金曜日、仕事を終えて楓から指定された店に向かいながら、理沙は一歩ごとに憂鬱な気分が高まるのを感じていた。


楓と令美の逢引シーンを見てから、会社では徹底的に楓を避けていたので、実際に面と向かって会うのは撮影日以来だ。


何度も断りの連絡をいれようと思って、メールを作成しては削除するのを繰り返して、結局当日になってしまった。


アイツは、私をからかって楽しんでるだけ。

やっぱり嫌い。


理沙は、楓の事を改めて「嫌い」と認識して、食事中は社交の仮面で通そうと気を引き締める。

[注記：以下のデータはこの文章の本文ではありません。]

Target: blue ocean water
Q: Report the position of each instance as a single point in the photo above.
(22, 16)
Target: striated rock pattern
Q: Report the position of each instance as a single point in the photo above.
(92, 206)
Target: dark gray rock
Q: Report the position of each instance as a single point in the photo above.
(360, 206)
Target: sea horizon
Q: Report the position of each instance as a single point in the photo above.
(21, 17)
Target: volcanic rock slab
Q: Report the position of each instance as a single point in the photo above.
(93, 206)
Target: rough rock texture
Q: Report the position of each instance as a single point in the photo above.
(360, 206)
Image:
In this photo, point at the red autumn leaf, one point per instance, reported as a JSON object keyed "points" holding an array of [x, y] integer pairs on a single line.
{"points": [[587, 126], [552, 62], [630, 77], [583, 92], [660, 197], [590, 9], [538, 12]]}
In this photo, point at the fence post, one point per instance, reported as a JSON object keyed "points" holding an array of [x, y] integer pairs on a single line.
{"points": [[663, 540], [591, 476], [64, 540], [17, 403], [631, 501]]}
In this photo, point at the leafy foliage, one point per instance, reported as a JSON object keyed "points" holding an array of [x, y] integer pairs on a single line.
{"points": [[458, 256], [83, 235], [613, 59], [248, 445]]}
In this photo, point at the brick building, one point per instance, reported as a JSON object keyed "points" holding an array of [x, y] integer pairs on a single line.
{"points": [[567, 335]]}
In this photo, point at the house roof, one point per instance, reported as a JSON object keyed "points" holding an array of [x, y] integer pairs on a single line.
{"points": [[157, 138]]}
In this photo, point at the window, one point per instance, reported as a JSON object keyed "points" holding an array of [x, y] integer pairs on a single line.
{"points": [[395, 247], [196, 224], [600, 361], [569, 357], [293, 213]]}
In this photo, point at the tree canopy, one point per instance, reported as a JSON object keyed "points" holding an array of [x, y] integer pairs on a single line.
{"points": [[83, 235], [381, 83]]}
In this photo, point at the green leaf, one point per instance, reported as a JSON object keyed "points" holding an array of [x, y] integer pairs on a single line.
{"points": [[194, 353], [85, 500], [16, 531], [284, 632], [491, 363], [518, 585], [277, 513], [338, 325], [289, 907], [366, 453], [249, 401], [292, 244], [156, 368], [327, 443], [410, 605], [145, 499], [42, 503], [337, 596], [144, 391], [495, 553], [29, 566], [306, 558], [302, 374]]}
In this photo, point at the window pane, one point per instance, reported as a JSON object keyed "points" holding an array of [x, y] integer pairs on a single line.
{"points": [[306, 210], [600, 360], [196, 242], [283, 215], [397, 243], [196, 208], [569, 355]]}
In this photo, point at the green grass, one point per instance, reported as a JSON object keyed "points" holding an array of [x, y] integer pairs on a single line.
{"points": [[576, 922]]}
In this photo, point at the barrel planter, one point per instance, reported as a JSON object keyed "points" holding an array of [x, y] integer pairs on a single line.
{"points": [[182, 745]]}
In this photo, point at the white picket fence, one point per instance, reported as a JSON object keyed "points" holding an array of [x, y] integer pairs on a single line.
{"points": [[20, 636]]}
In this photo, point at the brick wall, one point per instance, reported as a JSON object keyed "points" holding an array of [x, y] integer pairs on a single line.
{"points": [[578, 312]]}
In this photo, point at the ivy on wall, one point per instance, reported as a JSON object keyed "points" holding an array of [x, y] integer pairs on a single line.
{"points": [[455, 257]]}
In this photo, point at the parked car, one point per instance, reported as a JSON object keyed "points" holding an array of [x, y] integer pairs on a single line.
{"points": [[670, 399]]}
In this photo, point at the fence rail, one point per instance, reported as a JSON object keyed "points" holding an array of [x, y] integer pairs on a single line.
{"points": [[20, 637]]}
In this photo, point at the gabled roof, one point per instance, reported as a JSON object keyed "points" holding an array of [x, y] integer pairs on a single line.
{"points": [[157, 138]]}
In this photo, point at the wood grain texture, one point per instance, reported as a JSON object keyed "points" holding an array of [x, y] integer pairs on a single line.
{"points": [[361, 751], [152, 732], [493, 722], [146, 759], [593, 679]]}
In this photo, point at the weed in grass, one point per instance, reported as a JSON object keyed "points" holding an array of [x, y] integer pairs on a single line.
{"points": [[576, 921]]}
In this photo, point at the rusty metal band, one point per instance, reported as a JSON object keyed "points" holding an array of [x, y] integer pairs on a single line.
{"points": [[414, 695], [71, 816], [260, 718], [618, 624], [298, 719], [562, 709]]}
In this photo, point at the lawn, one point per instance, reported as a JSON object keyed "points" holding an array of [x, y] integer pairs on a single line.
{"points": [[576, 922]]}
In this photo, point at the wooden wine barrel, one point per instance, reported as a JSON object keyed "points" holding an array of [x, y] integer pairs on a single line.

楓が指名した店は、こじんまりとしたレストランだった。

都心にあるとは思えない、喧騒とは無縁な空間でホッとする。


前に行ったカフェもだけど、隠れ家風が好きなのかな。


あの夜の事を思い出しそうになって、慌てて思考をストップさせる。

平常心、平常心。


楓は既に先に来ていて、理沙を見るといつもの人懐っこい笑顔で迎えた。


「三崎さん。来てくれて嬉しいです」


「お疲れ様」


対して理沙は、あくまで仕事帰りに、たまたま同僚と食事するという姿勢を崩さない。


「この店、すぐ分かりました?こんな立地じゃお客さんに来てもらえないんじゃないかって助言してたんですけどね。聞く耳もたないから」


「え?知り合いのお店なの?」


「あ、ここ昔からの知り合いがオーナーなんですよ」


ああ、まただ。

楓のペースに巻き込まれていく。


その後は、丁寧な仕事ぶりが分かる料理と、楓の飽きさせない話術で、この日まで散々躊躇ってきたのが嘘みたいに、理沙の肩の力が抜けていった。


理沙のプライドや意地で築いた防壁を、楓は物ともせずに悠々と飛び越えてくる。


悔しくて。

なのに、嬉しくて、、、。


でも、忘れたらいけない。

これが楓なんだ。

私だけが特別なんじゃない。

彼女には、別にもう特別な人がいるんだから。


理沙は、気持ちを鎮めるために、「ちょっと失礼するわね」と言って化粧室に向かった。


鏡の中に映った顔は、アルコールを飲んでもいないのに頬が朱で染まって、眼が潤んでいる。

まるでこの後の何かを期待しているように。


ふう。

深呼吸をして気持ちを整える。


これ以上気持ちが膨らまないよう、しっかりと心を引き締めてから、楓のいるテーブルに向かった。